BIM provides various users with the ability to extract and analyse views that are specific to their needs, which will assist in making decisions and improving the maintenance of facilities. For example, 3D visualisation alone can help FM technicians to better utilise their perceptual and cognitive reasoning for problem solving.
BIM visualisation provides accurate geometrical data that can support the analysis of building proposals and the simulation and benchmark of performance. For example, intelligent algorithms could be created to automate decision-making for FM applications, which was not possible before the addition of digital data.
Scenarios showing the benefits of BIM-FM interventions, such as troubleshooting broken equipment and improving ergonomic conditions, are also emerging. Other important BIM-enabled FM applications are in monitoring and controlling; emergency management; space management; personnel development and training.

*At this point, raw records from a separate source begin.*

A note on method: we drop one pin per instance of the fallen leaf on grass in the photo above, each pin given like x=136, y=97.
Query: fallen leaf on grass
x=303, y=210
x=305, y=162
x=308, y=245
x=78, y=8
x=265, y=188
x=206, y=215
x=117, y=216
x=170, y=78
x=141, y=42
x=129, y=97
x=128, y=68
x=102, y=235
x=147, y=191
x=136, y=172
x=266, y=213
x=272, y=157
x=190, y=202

For refurbishment projects, BIM and associated technologies (such as laser scanning) are expected to reduce the cost of producing as-built information, and the accuracy and reliability of FM information overall. Researchers are already exploring ways of integrating scanning technology with BIM. This also extends to the enhanced data capture of existing buildings with non-destructive testing techniques to analyse materials and existing properties, as these will not be captured in a scan.
To date, little attention has been given to the ongoing issue of interoperability between BIM technologies and current and legacy FM technologies (e.g. Computer Aided Facility Management Systems (CAFM)) during the handover of information to the operational stage. The existing systems need to be linked to BIM technologies to enhance, support and leverage the existing information and process. This was also highlighted in the BIM4FM survey (2013).
Indeed it is essential that BIM data is transferred or linked to existing FM legacy systems and used to improve current methods of operation, in order to support the business case for adopting BIM on existing assets.
During the life of the building, a facility should exist for information to be updated - which is also responsive to change. There is a need for standardised data libraries and open systems that can be utilised by any CAFM or asset management system. Without such non-proprietary formats, facility owners and managers must dictate which proprietary information systems to use, or re-input information into a CAFM system. Re-inputting information into relevant FM systems is inefficient, timely and costly to the owners and facility managers. It is also suggested that there are challenges based around how and where to update the data, whether it is in the native BIM or in the CAFM system.
FM needs to identify vital areas that may be overlooked and feed this back into the design process. However, the underlying ethos seems to be that we all have a degree of blindness in terms of knowledge, however, by collaborating together the full picture is revealed and with it a better understanding of how to make the project deliver true value to the client and the end users.
As FM becomes more confident with BIM and the understanding of the process, they can then feed their knowledge back into the Asset Information Requirements (AIR) which informs the Employers Information Requirements (EIR) for future projects. This then ensures that the correct information is requested and produced at handover.
So, as it can be seen, by embracing BIM the FM process can become substantially more efficient going forward.